I became interested in Sarny, when I happened to trip over the name of this place in the newspapers, and in the accounting that flowed from this I would read quite a bit about the town the city, and its Jewish community, about the Jewish experience there, and about the youth, and the Zionist movement in it. I could not explain to myself what it was that generated my 'unique interest' in Sarny. I thought that this interest had roots in childhood impressions of mine: during the days of my wandering, I would hear the call of the railroad conductor, in one location or another, when he would announce: the first ring of the train, Sarny-Kovel'... but when I read the listings about Sarny in the 'Wolhyn Compendium,' these things became vague to me.

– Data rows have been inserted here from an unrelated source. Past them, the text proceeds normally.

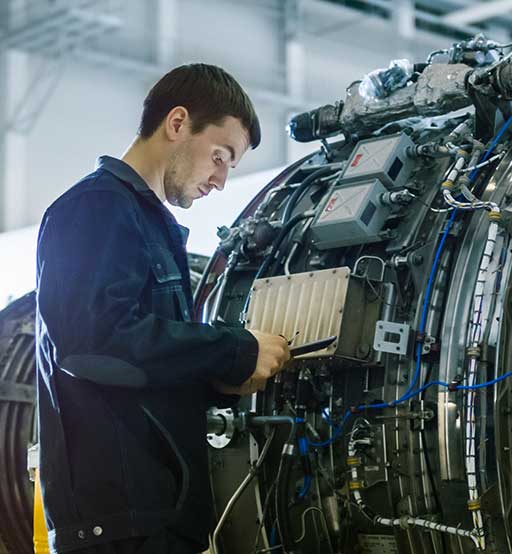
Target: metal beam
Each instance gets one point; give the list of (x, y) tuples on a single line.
[(479, 12), (155, 71)]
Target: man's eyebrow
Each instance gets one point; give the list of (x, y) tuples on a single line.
[(231, 151)]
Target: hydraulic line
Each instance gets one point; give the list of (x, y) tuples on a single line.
[(238, 493), (299, 191)]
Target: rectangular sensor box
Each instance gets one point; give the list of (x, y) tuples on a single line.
[(352, 214), (384, 158), (316, 304)]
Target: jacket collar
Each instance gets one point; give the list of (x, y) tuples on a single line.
[(128, 175)]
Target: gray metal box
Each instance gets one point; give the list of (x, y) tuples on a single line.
[(383, 158), (352, 214)]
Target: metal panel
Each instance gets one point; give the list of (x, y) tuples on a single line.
[(311, 304)]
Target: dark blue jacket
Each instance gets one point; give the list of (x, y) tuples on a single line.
[(123, 374)]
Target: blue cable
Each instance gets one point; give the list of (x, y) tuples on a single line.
[(410, 392), (426, 299), (305, 487)]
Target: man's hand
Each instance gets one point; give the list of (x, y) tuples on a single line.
[(273, 353)]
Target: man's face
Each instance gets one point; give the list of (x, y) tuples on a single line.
[(200, 162)]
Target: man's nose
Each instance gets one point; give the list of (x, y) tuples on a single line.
[(218, 179)]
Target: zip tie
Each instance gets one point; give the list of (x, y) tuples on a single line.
[(448, 184), (474, 505), (473, 351), (355, 485), (354, 461)]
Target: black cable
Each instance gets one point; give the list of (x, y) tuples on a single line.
[(287, 227), (282, 493), (298, 192)]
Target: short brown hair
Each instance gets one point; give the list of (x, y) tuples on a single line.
[(208, 92)]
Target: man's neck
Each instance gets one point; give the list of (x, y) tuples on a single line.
[(140, 157)]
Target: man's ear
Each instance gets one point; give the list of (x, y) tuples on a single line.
[(176, 122)]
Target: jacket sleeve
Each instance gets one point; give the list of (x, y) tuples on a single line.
[(92, 267)]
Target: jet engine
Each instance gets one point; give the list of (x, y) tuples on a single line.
[(394, 238)]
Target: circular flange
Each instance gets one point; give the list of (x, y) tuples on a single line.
[(223, 439)]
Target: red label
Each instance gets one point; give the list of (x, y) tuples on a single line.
[(356, 161), (331, 203)]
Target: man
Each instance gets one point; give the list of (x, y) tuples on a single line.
[(124, 375)]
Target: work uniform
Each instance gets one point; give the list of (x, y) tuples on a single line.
[(123, 373)]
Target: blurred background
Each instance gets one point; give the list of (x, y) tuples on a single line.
[(74, 73)]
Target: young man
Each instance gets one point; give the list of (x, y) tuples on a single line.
[(124, 375)]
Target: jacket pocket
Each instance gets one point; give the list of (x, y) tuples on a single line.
[(167, 295), (177, 463)]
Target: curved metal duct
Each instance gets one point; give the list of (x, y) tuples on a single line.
[(18, 427)]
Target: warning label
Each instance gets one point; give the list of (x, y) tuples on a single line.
[(357, 159), (377, 544)]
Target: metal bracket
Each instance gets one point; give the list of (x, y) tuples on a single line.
[(17, 392), (390, 337), (426, 415)]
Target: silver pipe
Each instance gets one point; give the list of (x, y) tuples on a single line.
[(238, 493)]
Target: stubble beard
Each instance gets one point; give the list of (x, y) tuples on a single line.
[(174, 183)]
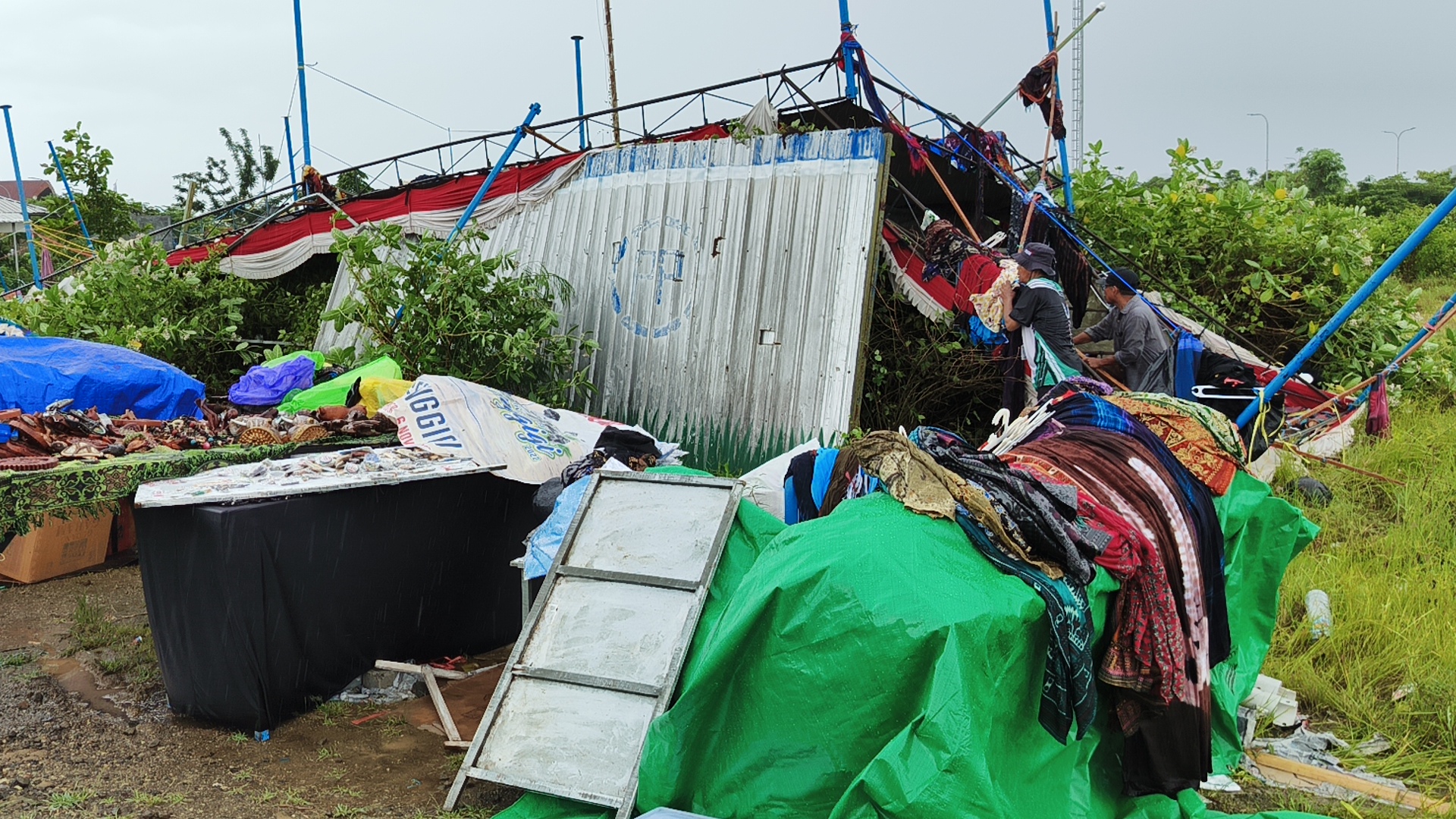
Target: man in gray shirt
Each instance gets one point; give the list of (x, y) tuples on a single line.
[(1139, 340)]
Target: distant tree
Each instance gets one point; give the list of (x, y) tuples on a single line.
[(1323, 171), (242, 174), (1395, 194), (88, 169), (353, 184)]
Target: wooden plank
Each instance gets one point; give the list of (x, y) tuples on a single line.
[(419, 670), (1316, 776), (440, 706)]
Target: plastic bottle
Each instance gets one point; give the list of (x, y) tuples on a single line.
[(1316, 607)]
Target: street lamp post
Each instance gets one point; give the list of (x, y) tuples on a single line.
[(1398, 134), (1266, 142)]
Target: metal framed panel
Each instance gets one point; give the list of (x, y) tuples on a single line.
[(606, 639)]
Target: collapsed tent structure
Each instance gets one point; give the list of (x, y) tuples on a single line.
[(889, 657), (710, 265)]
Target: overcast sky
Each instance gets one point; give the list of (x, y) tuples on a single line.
[(152, 80)]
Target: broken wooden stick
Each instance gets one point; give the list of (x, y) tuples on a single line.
[(1313, 776)]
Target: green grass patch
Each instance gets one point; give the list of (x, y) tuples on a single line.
[(121, 651), (71, 800), (1386, 557), (155, 800), (17, 659)]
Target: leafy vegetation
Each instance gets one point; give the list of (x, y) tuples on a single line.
[(243, 172), (1273, 261), (1386, 557), (922, 372), (88, 169), (446, 309), (204, 321)]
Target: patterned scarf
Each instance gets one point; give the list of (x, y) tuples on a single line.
[(1068, 686)]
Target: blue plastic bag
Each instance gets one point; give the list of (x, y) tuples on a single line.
[(38, 371), (268, 385)]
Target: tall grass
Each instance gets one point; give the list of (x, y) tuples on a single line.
[(1386, 556)]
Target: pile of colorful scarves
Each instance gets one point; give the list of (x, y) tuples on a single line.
[(1125, 483)]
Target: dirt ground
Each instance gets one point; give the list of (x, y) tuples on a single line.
[(85, 730), (77, 741)]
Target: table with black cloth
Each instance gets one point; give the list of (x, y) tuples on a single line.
[(259, 610)]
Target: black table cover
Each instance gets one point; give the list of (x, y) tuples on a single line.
[(259, 610)]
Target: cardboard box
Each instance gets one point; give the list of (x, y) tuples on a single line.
[(55, 548)]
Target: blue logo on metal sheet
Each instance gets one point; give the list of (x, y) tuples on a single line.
[(650, 290)]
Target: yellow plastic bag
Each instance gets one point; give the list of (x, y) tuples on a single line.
[(378, 392)]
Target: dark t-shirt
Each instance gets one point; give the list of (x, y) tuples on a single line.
[(1044, 309)]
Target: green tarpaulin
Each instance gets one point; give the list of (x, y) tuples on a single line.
[(871, 664), (332, 392)]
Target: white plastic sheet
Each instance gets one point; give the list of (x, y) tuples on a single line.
[(450, 416)]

The Sarny community is a young one. It's entire existence are comprised of only one generation. Its genesis came to me, and already in those days, this genesis seemed to me to be 'symbolic,' something unique, into which were enfolded many periods that hinted at the form of 'the Diaspora and its communities.'
There is a date for when Sarny came into being: May 10, 1903, three weeks after the pogroms at Kishinev. The Russian Interior Minister, Plehve, who was held responsible for the pogroms by Russian public opinion and in the world at large, as well as for the murders and those who perpetrated them, wanted to 'tamp down' in some measure, the 'severity of the impression' that this made, and also to demonstrate some sense of 'concession' to the Jews. On May 10, 1903, a list of villages was published that were called 'towns,' and Jews were given permission to live tin them. Among these 110 villages, and the 32 in this specific list, was Sarny.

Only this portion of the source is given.